The finance department is in control of more fleets than any other business department, including dedicated fleet managers, according to a new survey.
Marshall Leasing surveyed 200 of its own car-dominated customers with fleet sizes ranging from 20 vehicles to 1,600 and found that just 19% have a dedicated fleet manager.
The finance department is in charge of the car fleet for more than a quarter (27%) of businesses while 18% of respondents said a board director was responsible for company cars.
The HR department was the primary contact in 16% of companies, with a member of the admin team or procurement the key fleet decision-maker for 9% and 6% respectively.
“There are multiple reasons for this spread of responsibility,” said Jonathan Ross, sales and marketing director at Marshall Leasing.
“We’ve seen a great swing in recent years in terms of influence over policy from finance to personnel.”
Procurement takes increasing role
Pre-recession, this was originally driven by recruitment considerations, where the choice of vehicle could make a difference to staff retention and recruitment.
“Subsequently, a focus on health and safety and benefit-in-kind implications also made for a far greater level of HR involvement,” said Ross.
“In current times, as belts have been tightened, procurement has naturally been brought in. Its job has been to investigate how economies might be achieved through the tendering process.”

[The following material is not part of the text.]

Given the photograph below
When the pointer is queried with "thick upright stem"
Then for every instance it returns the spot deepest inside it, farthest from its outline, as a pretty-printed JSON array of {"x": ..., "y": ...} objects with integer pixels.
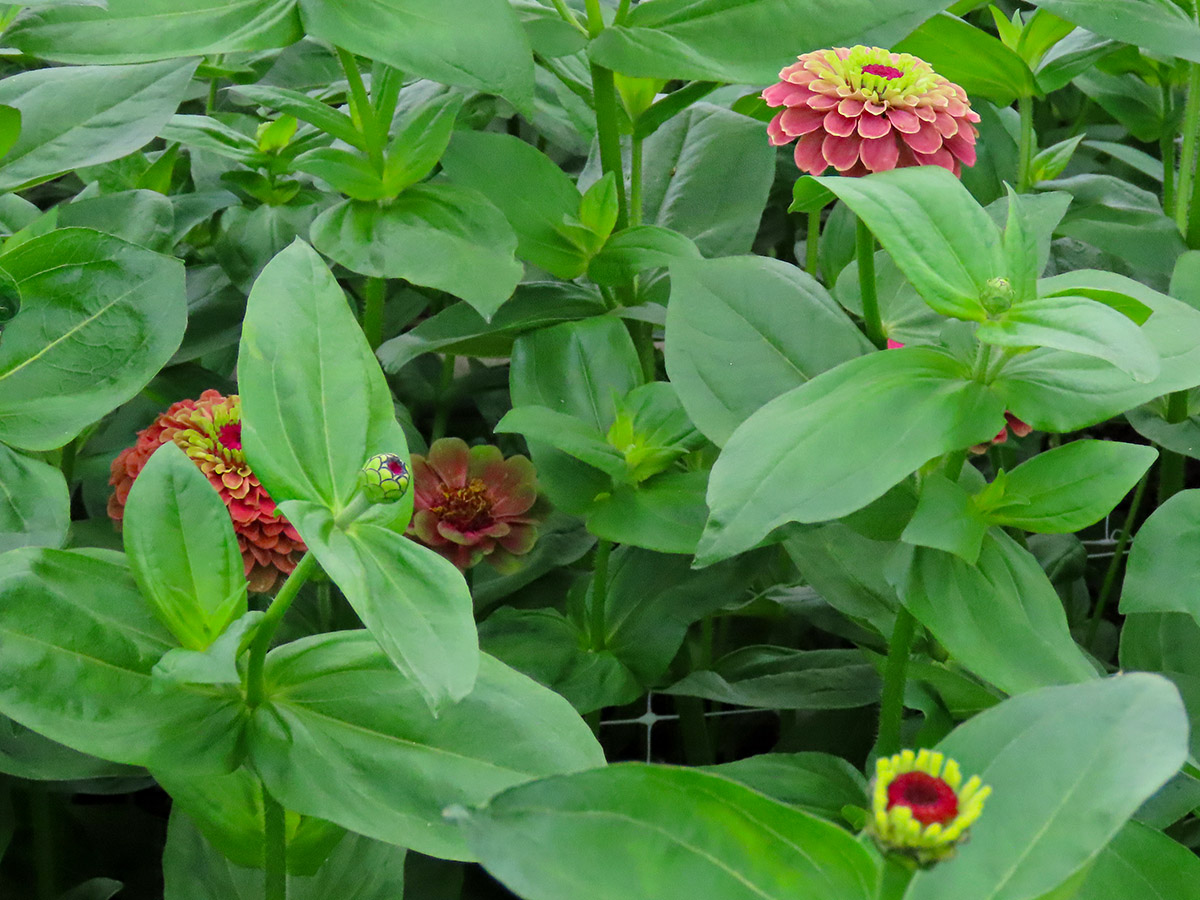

Now, with changes to writing down allowances and on/off balance sheet considerations, the survey suggests that it is becoming the turn again of the financial influencers to control policy.
“These considerations make the job of providing workable solutions challenging,” said Ross.
He told Fleet News that the biggest impact on the leasing provider occurs when you have multiple parties with conflicting agendas.
“HR might be concerned about motivational choice, while procurement might focus on single badge best discounts,” added Ross.
“Fleet traditionally has had to balance conflicts of interest internally.
“For an outsourced provider, challenges may come in the form of balancing the emotive interests, understanding who you are reporting to and policing the account.”
Establishing a strong internal and external car policy is essential, with consultation key to determining a solution that includes all concerned.
“Every business is different,” said Ross. “Turning conflict into something constructive takes an open mind and creative approach.
“But if departments can use the company car as an opportunity to work together, then the results can be rewarding.
“We’ve seen businesses that have been transformed by taking this approach.”
While the Marshall survey suggests the role of the fleet manager is in terminal decline, other research does not paint such a bleak picture, particularly when vans are involved.
Fleet News’s own controlled circulation figures reveal that 28% of its 15,800 readership of car and van fleet decision-makers have fleet management as their primary job function, while 16% are employed in transport management. However, how a dedicated fleet manager is perceived can split opinion.
Fewer than half of fleet managers (44.6%) believed that the role was seen as a professional position by company directors, according to a Fleet News poll earlier this year.
Organisations such as the Institute of Car Fleet Management (ICFM) and ACFO have worked hard to improve professionalism.
ICFM offers fleet decision-makers, as well as those in related industries, the chance to study for a recognised fleet qualification.
But even it recognises that today’s fleet manager often has cross-department responsibilities including procurement, HR, facilities or finance.
Fleet size has a part to play in determining whether a company employs a fleet manager.
Marshall Leasing’s data showed businesses with larger fleets were more likely to have a dedicated fleet decision-maker; responsibility for those with smaller fleets tended to fall to a board director or was covered under admin.